University of Michigan Health System Embarks on New Project

ANN ARBOR, Mich. — The University of Michigan Health System’s (UMHS) board of regents approved a $160 million project that will provide a 139,000-square-foot facility for clinical pathology activities and renovate another 47,000 square feet of existing space.

UMHS confirmed the approval on April 16. Teams at UMHS test samples of tissue, blood and other bodily fluids for patients of all ages. The results can reveal risks, signs of disease, response to treatment and can help influence doctors’ decisions. The new facility will help UMHS staff to continue giving patients and doctors test results with faster and higher reliability.

The new facility will occupy four vacant buildings at UMHS’s North Campus Research Complex (NCRC), less than three miles from the main medical campus in Ann Arbor. It’s the first clinical use of space at NCRC, which UMHS purchased from Pfizer six years ago. The new facility will allow UMHS to unite more than 450 faculty and staff who currently work in 10 locations.

In addition to the new NCRC facility, the project includes renovations at two existing locations, in University Hospital and an adjoining building on the medical campus. UMHS will dedicate these to urgent, or “STAT,” tests for patients in emergency, critical care and inpatient settings, while non-STAT, or less urgent, tests will be performed at NCRC.

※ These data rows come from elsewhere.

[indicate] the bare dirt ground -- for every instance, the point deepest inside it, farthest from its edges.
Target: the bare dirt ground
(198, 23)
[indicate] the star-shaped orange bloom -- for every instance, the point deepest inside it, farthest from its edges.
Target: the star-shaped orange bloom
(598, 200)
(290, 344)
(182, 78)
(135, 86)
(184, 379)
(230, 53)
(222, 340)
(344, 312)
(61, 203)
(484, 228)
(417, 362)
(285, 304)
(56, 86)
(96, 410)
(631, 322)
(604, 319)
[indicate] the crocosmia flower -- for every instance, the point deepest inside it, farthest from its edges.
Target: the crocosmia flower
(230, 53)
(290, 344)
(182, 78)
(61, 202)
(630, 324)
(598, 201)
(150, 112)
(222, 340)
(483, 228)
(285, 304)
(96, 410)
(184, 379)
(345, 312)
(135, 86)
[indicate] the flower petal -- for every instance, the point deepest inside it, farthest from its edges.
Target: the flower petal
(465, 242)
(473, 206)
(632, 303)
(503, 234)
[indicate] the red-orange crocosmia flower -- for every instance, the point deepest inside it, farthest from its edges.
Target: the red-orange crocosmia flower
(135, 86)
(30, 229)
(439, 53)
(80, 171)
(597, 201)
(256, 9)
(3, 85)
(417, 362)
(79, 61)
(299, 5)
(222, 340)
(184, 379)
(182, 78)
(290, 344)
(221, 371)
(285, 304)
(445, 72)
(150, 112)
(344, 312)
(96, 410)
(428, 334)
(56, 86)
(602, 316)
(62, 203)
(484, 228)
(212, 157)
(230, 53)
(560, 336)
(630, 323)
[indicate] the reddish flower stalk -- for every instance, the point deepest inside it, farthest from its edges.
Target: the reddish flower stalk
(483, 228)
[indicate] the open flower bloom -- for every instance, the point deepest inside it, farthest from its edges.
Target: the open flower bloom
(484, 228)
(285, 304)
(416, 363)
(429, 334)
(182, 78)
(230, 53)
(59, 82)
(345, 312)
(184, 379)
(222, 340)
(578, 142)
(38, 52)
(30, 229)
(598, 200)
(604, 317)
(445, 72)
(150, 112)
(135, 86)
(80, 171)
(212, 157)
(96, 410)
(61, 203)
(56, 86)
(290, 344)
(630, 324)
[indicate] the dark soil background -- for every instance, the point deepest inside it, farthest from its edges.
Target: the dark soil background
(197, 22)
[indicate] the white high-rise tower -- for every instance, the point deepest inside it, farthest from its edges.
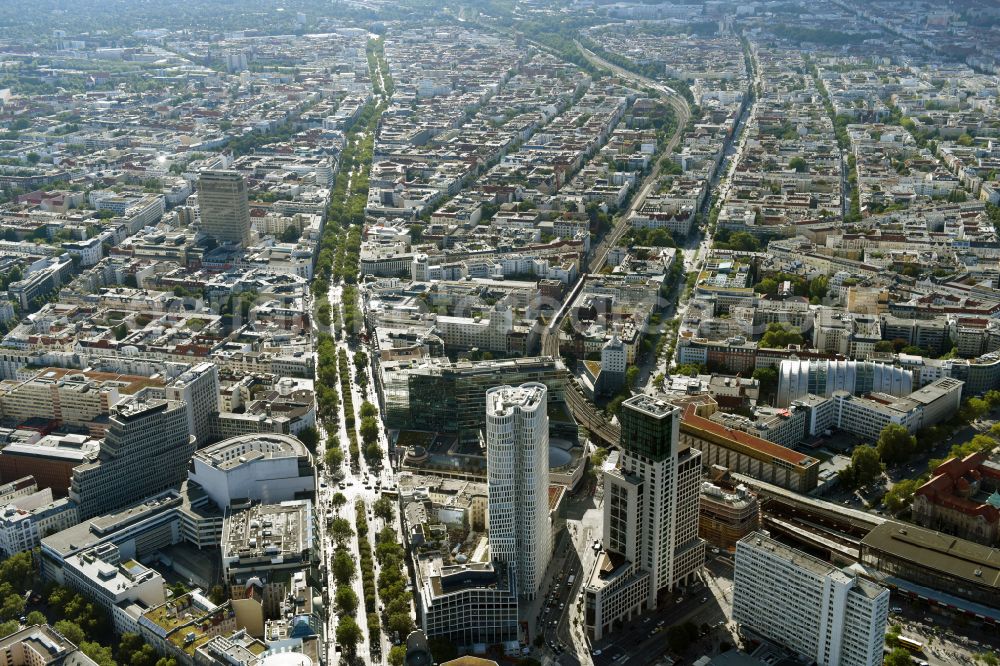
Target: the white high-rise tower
(517, 456)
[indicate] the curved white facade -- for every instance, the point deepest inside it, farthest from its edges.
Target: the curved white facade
(798, 378)
(517, 458)
(266, 468)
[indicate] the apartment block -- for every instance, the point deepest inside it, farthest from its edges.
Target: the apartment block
(803, 603)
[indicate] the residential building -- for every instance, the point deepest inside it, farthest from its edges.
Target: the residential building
(824, 614)
(180, 626)
(40, 645)
(25, 519)
(517, 460)
(49, 459)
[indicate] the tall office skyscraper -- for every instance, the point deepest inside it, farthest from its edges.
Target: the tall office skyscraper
(225, 212)
(662, 481)
(145, 451)
(651, 542)
(807, 605)
(517, 457)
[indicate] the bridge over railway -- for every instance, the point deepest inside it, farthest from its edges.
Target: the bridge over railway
(818, 526)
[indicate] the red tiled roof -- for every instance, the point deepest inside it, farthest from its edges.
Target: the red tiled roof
(746, 439)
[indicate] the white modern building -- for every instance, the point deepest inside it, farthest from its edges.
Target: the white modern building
(125, 590)
(517, 458)
(263, 468)
(800, 377)
(651, 506)
(821, 612)
(198, 389)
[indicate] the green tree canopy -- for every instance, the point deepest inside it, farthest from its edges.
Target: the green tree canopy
(895, 444)
(779, 336)
(865, 467)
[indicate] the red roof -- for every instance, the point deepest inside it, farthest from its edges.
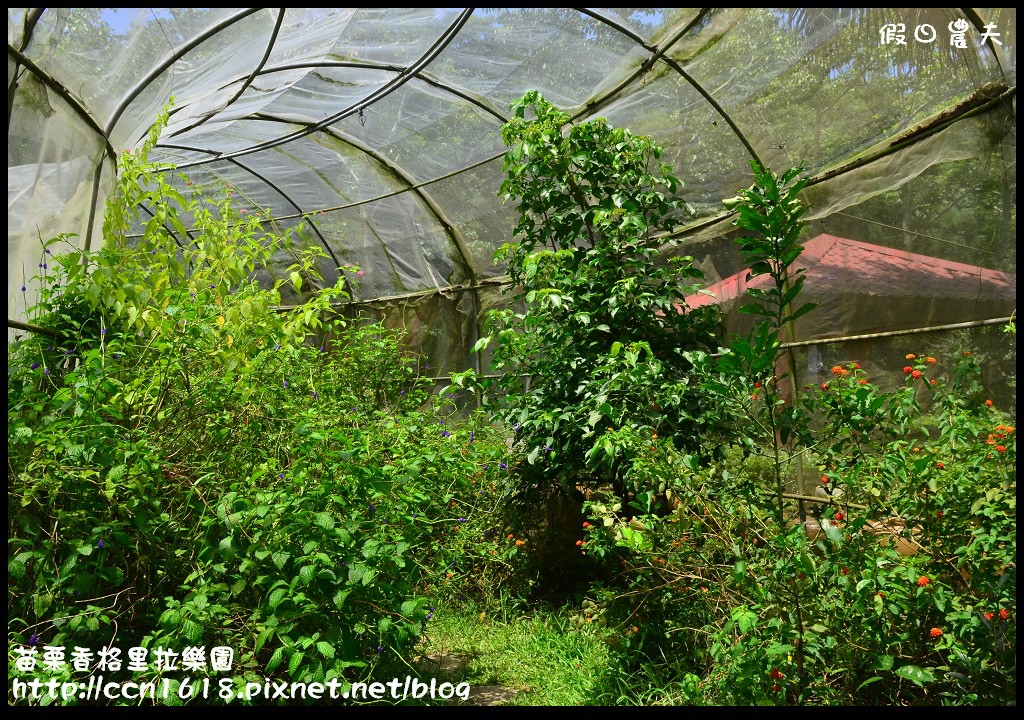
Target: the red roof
(843, 266)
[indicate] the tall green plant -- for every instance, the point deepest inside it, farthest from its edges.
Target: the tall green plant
(594, 362)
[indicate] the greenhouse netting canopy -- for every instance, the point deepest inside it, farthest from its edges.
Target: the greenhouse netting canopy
(377, 131)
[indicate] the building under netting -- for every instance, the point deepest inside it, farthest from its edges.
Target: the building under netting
(378, 130)
(617, 355)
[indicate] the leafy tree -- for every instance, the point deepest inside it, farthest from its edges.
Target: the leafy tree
(594, 365)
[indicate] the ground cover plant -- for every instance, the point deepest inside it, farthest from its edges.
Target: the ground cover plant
(189, 466)
(718, 588)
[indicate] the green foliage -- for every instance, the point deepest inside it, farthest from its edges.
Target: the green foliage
(189, 466)
(600, 343)
(899, 588)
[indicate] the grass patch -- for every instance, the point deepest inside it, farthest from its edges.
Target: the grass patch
(541, 655)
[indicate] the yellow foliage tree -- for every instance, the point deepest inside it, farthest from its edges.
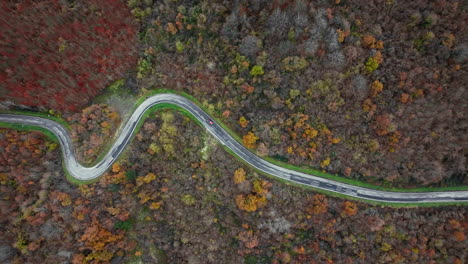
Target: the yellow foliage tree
(349, 209)
(249, 140)
(239, 176)
(243, 122)
(376, 88)
(319, 204)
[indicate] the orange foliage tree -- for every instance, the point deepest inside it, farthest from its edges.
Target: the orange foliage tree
(249, 140)
(349, 209)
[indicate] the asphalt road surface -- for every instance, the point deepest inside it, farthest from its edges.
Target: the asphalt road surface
(80, 172)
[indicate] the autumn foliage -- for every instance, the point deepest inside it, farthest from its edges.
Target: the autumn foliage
(59, 57)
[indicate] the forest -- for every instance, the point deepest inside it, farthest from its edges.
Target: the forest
(373, 91)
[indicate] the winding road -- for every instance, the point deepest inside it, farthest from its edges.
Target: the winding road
(80, 172)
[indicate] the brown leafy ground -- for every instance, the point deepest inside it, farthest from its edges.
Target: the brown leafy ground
(177, 197)
(372, 90)
(92, 131)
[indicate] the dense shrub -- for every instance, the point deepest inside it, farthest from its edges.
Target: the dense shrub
(58, 55)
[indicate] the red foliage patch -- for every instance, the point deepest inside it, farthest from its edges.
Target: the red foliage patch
(57, 56)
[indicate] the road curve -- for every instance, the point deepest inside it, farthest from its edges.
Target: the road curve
(80, 172)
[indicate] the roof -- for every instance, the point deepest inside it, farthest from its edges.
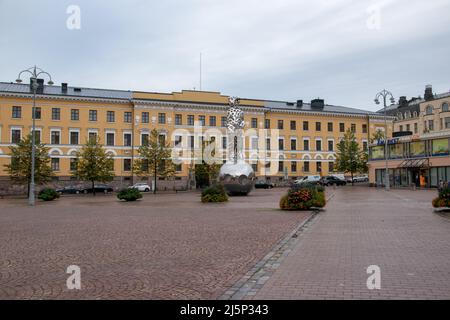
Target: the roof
(284, 105)
(56, 90)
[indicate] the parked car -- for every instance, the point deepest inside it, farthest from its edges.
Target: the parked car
(308, 179)
(99, 188)
(69, 190)
(332, 180)
(141, 186)
(263, 185)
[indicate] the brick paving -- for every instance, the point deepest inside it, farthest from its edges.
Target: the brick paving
(168, 246)
(397, 231)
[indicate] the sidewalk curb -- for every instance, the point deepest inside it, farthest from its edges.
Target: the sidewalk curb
(257, 276)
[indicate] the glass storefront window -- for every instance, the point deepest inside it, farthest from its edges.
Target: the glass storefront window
(377, 152)
(440, 147)
(396, 151)
(417, 148)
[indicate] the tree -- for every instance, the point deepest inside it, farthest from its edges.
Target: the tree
(377, 136)
(19, 169)
(349, 156)
(154, 159)
(94, 164)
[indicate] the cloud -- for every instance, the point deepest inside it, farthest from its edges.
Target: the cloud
(260, 49)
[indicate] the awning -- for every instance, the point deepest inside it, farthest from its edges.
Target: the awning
(415, 163)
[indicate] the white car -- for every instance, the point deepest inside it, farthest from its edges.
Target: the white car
(144, 187)
(308, 179)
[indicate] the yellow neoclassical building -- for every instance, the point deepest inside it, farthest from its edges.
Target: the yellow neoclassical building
(283, 140)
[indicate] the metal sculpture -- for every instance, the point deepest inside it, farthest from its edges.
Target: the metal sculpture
(236, 175)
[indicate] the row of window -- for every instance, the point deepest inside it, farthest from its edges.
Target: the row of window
(145, 118)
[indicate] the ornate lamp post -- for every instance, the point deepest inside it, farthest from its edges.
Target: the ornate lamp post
(35, 73)
(385, 94)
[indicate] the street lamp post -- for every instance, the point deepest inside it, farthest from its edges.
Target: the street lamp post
(35, 72)
(385, 94)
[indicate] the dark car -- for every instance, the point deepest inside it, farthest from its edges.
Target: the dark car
(331, 180)
(69, 190)
(263, 185)
(99, 188)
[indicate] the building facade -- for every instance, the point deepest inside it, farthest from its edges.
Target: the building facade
(418, 153)
(283, 140)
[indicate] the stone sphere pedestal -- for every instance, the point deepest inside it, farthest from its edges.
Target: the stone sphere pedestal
(237, 178)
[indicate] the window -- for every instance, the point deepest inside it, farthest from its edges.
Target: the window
(190, 120)
(56, 114)
(294, 166)
(330, 145)
(145, 117)
(318, 145)
(178, 119)
(73, 164)
(74, 114)
(127, 117)
(92, 136)
(17, 112)
(110, 139)
(280, 124)
(306, 166)
(306, 145)
(330, 167)
(254, 123)
(293, 125)
(37, 113)
(92, 115)
(280, 166)
(293, 144)
(15, 135)
(55, 137)
(281, 144)
(178, 141)
(74, 137)
(318, 126)
(127, 139)
(110, 117)
(319, 166)
(330, 126)
(144, 139)
(126, 164)
(55, 164)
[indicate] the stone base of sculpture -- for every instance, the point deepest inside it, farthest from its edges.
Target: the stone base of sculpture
(237, 178)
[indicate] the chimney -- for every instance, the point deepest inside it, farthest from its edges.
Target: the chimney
(428, 93)
(317, 104)
(402, 102)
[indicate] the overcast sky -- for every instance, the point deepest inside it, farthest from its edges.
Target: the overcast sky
(344, 51)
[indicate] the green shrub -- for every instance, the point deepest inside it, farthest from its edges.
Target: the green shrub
(303, 197)
(215, 193)
(48, 194)
(131, 194)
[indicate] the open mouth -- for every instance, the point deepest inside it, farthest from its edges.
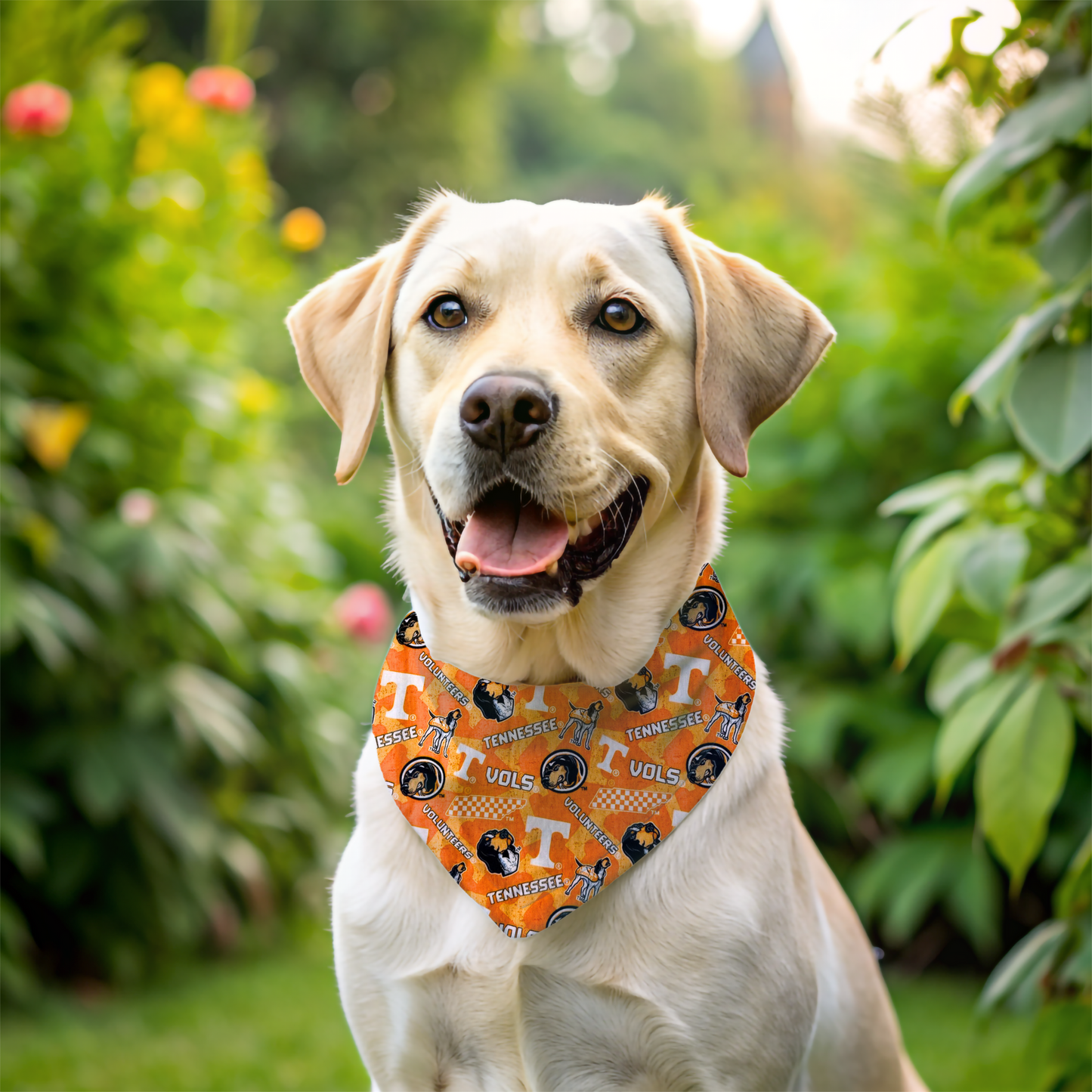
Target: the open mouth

“Through this project, we’ll create an ideal clinical testing experience for patients and their care teams, while improving efficiency, the work environment and training opportunities for our staff and faculty,” said T. Anthony Denton, the acting chief executive officer and chief operating officer of the UMHS Hospitals and Health Centers, in a statement

Demand for UMHS lab tests, from blood sugars to complex genetic tests for rare diseases, has risen nearly 8 percent every year for the past five years, according to UMHS. UMHS offers more than 1,100 types of tests. About 8 percent of tests are done for patients whose doctors elsewhere send samples to UMHS.

“As the era of personalized medicine dawns, we predict rapidly increasing demand for molecular diagnostics that can allow medical teams to customize treatment to the individual patient in ways that we couldn’t dream of even a decade ago,” said Charles Parkos, M.D., Ph.D., chair of pathology at the UMHS medical school, in a statement “This project will prepare us for this new era, and the growth in state-of-the-art testing it will likely bring.”

The new space at NCRC will also include faculty offices and facilities for training the medical residents and clinical fellows who start their medical careers in pathology.

The entire project will be designed by the architectural firm of Tsoi/Kobus and Associates of Cambridge, Mass., and the renovation will create 118 construction jobs.